Do you feel “in charge” of your financial life? Or, do you feel like you are being swept along by a set of personal and financial circumstances that are beyond your control? Do you take responsibility for making your own financial decisions, or do you acquiesce to the plans and opinions of others? Does fear, denial, or complacency keep you from taking a proactive approach in your money matters?
The person who should be in charge of your financial life is YOU! The degree of power you feel you have in shaping your financial life is both objective and subjective in nature, and is determined, in part, by your sense of locus of control.
Locus of control is a psychological term that describes the belief system of individuals concerning the primary point of control in their lives. Those who believe the primary point of control is outside of themselves have an “external locus of control.”
These individuals feel that outside forces (such as luck or fate), institutions (e.g., “the government”), or other individuals (viewed as “powerful”) have greater control over the direction of their lives than they themselves do. Consciously or subconsciously, those with an external locus of control believe that they are victims of their circumstances and bystanders to the course of events that surround them. In other words, they don’t believe they can have much impact on outcomes in their own lives.
On the other hand, individuals who believe the primary control of their lives is within themselves are described as having an “internal locus of control.” They feel they can influence the course of events that surround them and the outcomes of their own lives.
Because they have a strong sense of personal power, they tend not to give in to trials and tribulations and instead are proactive in making the “right things” happen for themselves. Individuals that possess an internal locus of control are more likely to “see” how they themselves have shaped their own financial life and understand how they can affect and improve their own sense of financial well-being.
In all areas of your life, look for evidence that indicates whether you possess an external or internal locus of control. If you want positive change to take place you will need to be open to the truth about yourself.
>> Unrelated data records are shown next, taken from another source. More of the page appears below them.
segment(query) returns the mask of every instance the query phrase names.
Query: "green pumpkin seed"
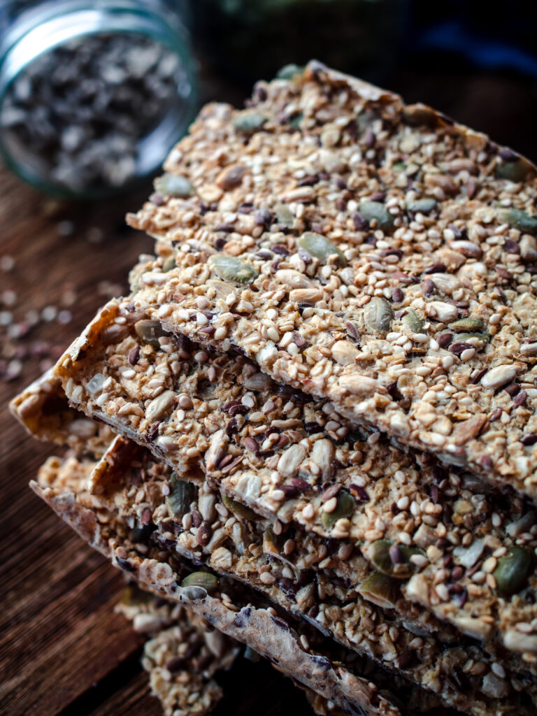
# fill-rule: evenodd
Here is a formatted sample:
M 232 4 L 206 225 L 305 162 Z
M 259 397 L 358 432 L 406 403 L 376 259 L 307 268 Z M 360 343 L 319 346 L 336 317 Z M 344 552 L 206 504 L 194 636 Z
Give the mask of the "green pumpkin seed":
M 181 586 L 200 586 L 208 594 L 211 594 L 218 586 L 218 579 L 211 572 L 192 572 L 181 582 Z
M 374 566 L 383 574 L 396 579 L 408 579 L 416 569 L 410 561 L 410 557 L 415 554 L 425 555 L 425 553 L 419 547 L 397 545 L 402 561 L 394 563 L 390 554 L 390 549 L 393 543 L 391 540 L 377 540 L 367 548 L 369 558 Z
M 171 271 L 172 268 L 175 268 L 176 266 L 177 263 L 175 263 L 175 257 L 168 256 L 163 264 L 163 273 L 168 274 L 169 271 Z
M 508 179 L 509 181 L 520 182 L 526 179 L 530 168 L 530 165 L 526 160 L 521 158 L 514 162 L 504 162 L 503 164 L 497 164 L 494 173 L 498 179 Z
M 195 500 L 196 488 L 192 483 L 178 480 L 175 473 L 170 476 L 170 494 L 166 498 L 168 513 L 173 520 L 181 520 L 190 511 L 190 503 Z
M 425 321 L 422 321 L 414 309 L 409 309 L 401 320 L 414 333 L 421 333 L 425 325 Z
M 267 527 L 263 534 L 263 551 L 265 554 L 272 554 L 275 557 L 280 556 L 280 551 L 276 544 L 276 538 L 271 527 Z
M 155 180 L 155 188 L 163 196 L 190 196 L 194 193 L 194 187 L 186 177 L 177 174 L 163 174 Z
M 287 204 L 276 204 L 274 207 L 274 213 L 278 223 L 283 224 L 288 228 L 292 227 L 294 216 Z
M 304 66 L 301 67 L 299 64 L 291 63 L 291 64 L 285 64 L 283 67 L 280 67 L 276 73 L 276 76 L 278 79 L 292 79 L 297 74 L 303 74 L 304 70 Z
M 227 279 L 236 284 L 251 284 L 259 276 L 248 263 L 225 253 L 213 255 L 209 258 L 209 263 L 221 279 Z
M 415 201 L 407 202 L 407 209 L 408 211 L 419 211 L 422 214 L 428 214 L 430 211 L 432 211 L 435 208 L 436 200 L 435 199 L 416 199 Z
M 142 320 L 137 321 L 135 324 L 135 330 L 139 338 L 144 343 L 153 346 L 153 348 L 160 348 L 160 344 L 158 342 L 159 338 L 167 336 L 168 334 L 162 327 L 158 321 Z
M 233 120 L 233 127 L 238 132 L 256 132 L 266 122 L 266 117 L 260 115 L 257 112 L 248 112 L 245 115 L 240 115 Z
M 318 258 L 323 263 L 326 263 L 329 256 L 334 254 L 337 256 L 339 263 L 347 263 L 347 259 L 343 255 L 343 252 L 338 248 L 335 243 L 329 241 L 320 233 L 306 231 L 299 239 L 299 246 L 307 251 L 310 256 Z
M 485 324 L 478 318 L 461 318 L 460 321 L 450 324 L 450 328 L 455 333 L 473 333 L 475 331 L 482 332 Z
M 374 296 L 364 309 L 364 320 L 375 333 L 387 333 L 394 319 L 391 304 L 381 296 Z
M 377 228 L 383 231 L 388 231 L 393 227 L 395 217 L 379 201 L 362 201 L 358 211 L 369 223 L 374 220 Z
M 528 550 L 510 547 L 507 554 L 500 557 L 493 572 L 500 594 L 508 596 L 520 591 L 526 583 L 533 563 L 533 555 Z
M 140 279 L 142 278 L 142 275 L 145 273 L 146 270 L 147 266 L 142 264 L 142 266 L 135 266 L 129 274 L 129 286 L 130 286 L 130 290 L 133 294 L 137 294 L 140 291 Z
M 248 520 L 250 522 L 255 522 L 256 520 L 259 519 L 259 516 L 257 513 L 254 512 L 253 510 L 251 510 L 249 507 L 246 507 L 246 505 L 243 505 L 241 502 L 237 502 L 236 500 L 232 500 L 231 498 L 228 497 L 227 495 L 222 495 L 222 502 L 230 511 L 230 512 L 233 512 L 234 515 L 238 515 L 239 517 L 242 517 L 243 520 Z
M 498 209 L 497 215 L 500 221 L 505 221 L 519 231 L 537 233 L 537 216 L 532 216 L 527 211 L 522 209 Z
M 356 503 L 354 498 L 347 490 L 340 490 L 337 493 L 335 509 L 332 512 L 323 512 L 321 522 L 323 527 L 329 530 L 342 517 L 350 517 L 354 511 Z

Keep in mind that successful completion of one step towards a financial goal will give you the confidence to move on to the next step. Continually remind yourself that if there is any aspect of your financial life that is unsuccessful or unsatisfying, you have the power to bring about change.
As you become more aware of your own personal power and potential, you will mentally shift to an ever-stronger internal locus of control. Along with this change will come a greater sense of personal responsibility in all areas of life. This is the attitude, “if it is to be, it’s up to me.”